# Exercises for Machine Learning with Python, Lecture 1: *Linear Least Squares Regression*



## Before you begin the exercises:



The datafiles are text files stored here (also try and download them to your own computer, open and see what they contain):

Features: https://www.dropbox.com/s/pf2sfiy9l86xhww/boston_features.txt

Prices: https://www.dropbox.com/s/j7flze0oe86pr6o/boston_prices.txt

*   Start by downloading the dataset:

In [0]:
# Download the features and target (the prices) to Google Colab using !wget
!wget -O boston_features.txt https://www.dropbox.com/s/pf2sfiy9l86xhww/boston_features.txt
!wget -O boston_prices.txt https://www.dropbox.com/s/j7flze0oe86pr6o/boston_prices.txt

This time we will not be using a Pandas DataFrames, because we will code the Linear Least Squares Regression ourselves using Numpy.

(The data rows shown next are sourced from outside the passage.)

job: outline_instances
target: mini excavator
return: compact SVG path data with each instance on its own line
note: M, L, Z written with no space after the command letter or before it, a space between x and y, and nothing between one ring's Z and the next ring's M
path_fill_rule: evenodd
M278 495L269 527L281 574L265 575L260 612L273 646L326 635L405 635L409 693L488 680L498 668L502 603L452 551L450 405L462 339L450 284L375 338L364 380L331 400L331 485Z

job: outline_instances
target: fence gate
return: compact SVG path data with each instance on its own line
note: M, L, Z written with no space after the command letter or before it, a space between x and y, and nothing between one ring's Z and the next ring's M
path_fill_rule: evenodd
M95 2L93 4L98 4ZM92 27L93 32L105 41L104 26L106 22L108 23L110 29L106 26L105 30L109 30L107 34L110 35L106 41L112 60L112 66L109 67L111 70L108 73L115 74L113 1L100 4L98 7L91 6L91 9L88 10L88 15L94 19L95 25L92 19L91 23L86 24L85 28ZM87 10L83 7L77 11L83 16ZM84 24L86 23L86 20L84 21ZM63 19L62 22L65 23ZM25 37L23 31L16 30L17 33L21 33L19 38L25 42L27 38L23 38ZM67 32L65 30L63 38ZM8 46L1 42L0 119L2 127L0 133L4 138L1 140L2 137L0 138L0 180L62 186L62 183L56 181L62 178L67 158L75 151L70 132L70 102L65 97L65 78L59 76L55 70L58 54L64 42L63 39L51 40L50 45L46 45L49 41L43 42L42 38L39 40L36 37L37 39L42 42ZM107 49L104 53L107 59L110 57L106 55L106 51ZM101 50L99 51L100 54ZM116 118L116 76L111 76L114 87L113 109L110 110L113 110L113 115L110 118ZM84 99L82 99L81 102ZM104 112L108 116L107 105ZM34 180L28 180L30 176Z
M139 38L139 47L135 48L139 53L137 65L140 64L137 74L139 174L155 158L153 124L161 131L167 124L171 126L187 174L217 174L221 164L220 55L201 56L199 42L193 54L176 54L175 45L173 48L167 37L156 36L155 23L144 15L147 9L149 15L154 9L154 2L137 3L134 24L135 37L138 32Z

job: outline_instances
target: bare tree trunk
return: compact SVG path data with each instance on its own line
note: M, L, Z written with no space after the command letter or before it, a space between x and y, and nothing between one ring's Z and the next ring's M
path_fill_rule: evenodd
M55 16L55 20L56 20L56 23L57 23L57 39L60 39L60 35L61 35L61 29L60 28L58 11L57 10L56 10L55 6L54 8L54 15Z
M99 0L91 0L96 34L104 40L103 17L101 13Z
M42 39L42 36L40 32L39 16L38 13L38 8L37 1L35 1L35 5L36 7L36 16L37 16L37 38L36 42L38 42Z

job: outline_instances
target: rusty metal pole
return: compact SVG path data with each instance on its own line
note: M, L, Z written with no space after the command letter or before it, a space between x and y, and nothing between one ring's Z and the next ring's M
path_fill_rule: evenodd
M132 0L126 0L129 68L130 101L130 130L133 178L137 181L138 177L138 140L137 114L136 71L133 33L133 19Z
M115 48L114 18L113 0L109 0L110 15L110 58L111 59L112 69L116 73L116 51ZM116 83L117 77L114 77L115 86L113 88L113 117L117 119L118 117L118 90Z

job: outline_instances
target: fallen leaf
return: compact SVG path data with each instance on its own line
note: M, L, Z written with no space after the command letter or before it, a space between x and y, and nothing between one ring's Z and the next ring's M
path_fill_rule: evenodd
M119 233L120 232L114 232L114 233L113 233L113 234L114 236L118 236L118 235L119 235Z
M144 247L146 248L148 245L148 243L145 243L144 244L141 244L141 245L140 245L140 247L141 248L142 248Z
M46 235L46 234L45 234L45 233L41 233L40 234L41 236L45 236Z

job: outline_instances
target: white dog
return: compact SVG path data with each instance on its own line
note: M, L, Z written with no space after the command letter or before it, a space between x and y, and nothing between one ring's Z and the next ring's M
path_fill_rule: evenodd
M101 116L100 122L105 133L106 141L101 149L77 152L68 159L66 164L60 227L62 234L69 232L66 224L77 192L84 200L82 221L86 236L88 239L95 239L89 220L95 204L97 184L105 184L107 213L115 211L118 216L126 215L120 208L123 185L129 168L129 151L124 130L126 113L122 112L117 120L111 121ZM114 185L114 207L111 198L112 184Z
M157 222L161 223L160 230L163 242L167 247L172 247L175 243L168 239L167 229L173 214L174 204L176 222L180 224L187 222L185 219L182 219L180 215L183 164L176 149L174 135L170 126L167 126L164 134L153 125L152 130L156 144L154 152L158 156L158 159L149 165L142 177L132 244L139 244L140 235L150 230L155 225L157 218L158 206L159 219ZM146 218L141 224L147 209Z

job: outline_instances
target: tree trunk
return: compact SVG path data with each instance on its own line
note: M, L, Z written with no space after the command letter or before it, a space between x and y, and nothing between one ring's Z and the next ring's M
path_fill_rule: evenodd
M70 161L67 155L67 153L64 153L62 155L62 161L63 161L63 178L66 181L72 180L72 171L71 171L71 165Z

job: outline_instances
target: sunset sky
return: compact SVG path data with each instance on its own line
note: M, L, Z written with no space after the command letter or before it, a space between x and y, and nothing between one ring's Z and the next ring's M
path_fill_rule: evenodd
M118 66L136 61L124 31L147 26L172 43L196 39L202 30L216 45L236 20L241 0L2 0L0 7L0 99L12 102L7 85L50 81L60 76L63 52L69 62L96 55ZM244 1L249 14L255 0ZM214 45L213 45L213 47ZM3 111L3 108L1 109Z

*   Now, load the txt files into NumPy arrays:

In [0]:
import numpy as np

features = np.loadtxt("boston_features.txt")
prices = np.loadtxt("boston_prices.txt")

As you can see below, the features is a matrix contatining 506 rows (one for each house), each with 13 entries (one for each feature). Additionally, there are 506 prices (again, one for each house).

In [0]:
print(features.shape)
print(prices.shape)

In [0]:
print(features)
print(prices)

Beside the housing prices, the dataset contains and information about location, etc (see below), and the prices are units of in USD $1000.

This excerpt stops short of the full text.